A crise de 1967, quando sua popularidade atingiu o ponto mais baixo, revelou outra faceta de sua arte negociadora. Em vez de se trancar no palácio ou recorrer a medidas autoritárias, Frei multiplicou seus encontros presenciais: visitou fábricas em conflito, dialogou com estudantes rebeldes em suas próprias universidades, recebeu dirigentes comunitários em audiências maratonas. Essa “diplomacia presidencial direta”, exaustiva fisicamente mas politicamente rentável, permitiu-lhe reconectar-se com as bases sociais que começavam a duvidar de sua “revolução em liberdade”.

Os limites de seu método surgiram quando a polarização social superou a capacidade dos mecanismos de diálogo.

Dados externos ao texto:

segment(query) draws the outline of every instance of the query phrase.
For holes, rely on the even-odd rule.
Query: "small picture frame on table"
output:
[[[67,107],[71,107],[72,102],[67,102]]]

Nos últimos meses de governo, confessou a pessoas próximas que sentia “o cansaço de tanto consenso”, uma frase que encapsulava a paradoxo central de sua liderança: havia demonstrado que era possível governar por meio do acordo, mas ao mesmo tempo subestimara as forças históricas que exigiam mudanças mais rápidas e radicais.

Hoje, ao observarmos a crise dos sistemas representativos na América Latina, o estilo de negociação política de Frei ganha nova atualidade. Sua convicção de que “a democracia é uma construção paciente, mas não passiva” ressoa com especial força em tempos de instantaneidade digital e polarização emocional. Talvez seu maior legado seja ter demonstrado que, entre a submissão ao status quo e a ruptura revolucionária, existe um terceiro caminho: o da transformação negociada — tão difícil quanto necessária.

A Arquitetura Invisível do Estilo Negociador de Frei Montalva: detalhes que definem uma práxis política singular

Por trás da superfície dos grandes acordos políticos que marcaram seu governo, Eduardo Frei Montalva cultivou uma sofisticada rede de gestos menores, hábitos cotidianos e rituais aparentemente insignificantes que, em conjunto, constituíram o verdadeiro “arte de governar negociando” que praticou com maestria. Esses elementos sutis, menos visíveis que suas reformas estruturais, mas igualmente determinantes, revelam a profundidade antropológica de seu método.

O ritual do café como cerimônia política:
Em seu gabinete no Palácio de La Moneda, Frei transformou o ato de servir café em um preciso mecanismo de negociação. Enquanto seu assistente preparava a bandeja com porcelana simples, porém elegante, o Presidente observava discretamente seus interlocutores. A escolha entre açúcar, sacarina ou nada não era casual: ele registrava preferências que depois usava em encontros futuros. O momento em que interrompia a conversa para oferecer uma segunda xícara coincidia invariavelmente, nos registros de seus colaboradores, com pontos de inflexão em negociações difíceis.

O caderno de couro gasto:
Nunca aparecia em fotos oficiais, mas seus ministros conheciam bem o caderno marrom de capas grossas onde Frei anotava durante as reuniões. Longe de registrar discursos completos, escrevia palavras soltas — “medo”, “terra”, “filhos” — que capturavam o núcleo emocional do que era expresso por seus interlocutores. Essas anotações, revisadas antes de cada novo encontro, permitiam-lhe conectar conversas separadas por semanas ou meses, criando uma ilusão de continuidade que desarmava resistências.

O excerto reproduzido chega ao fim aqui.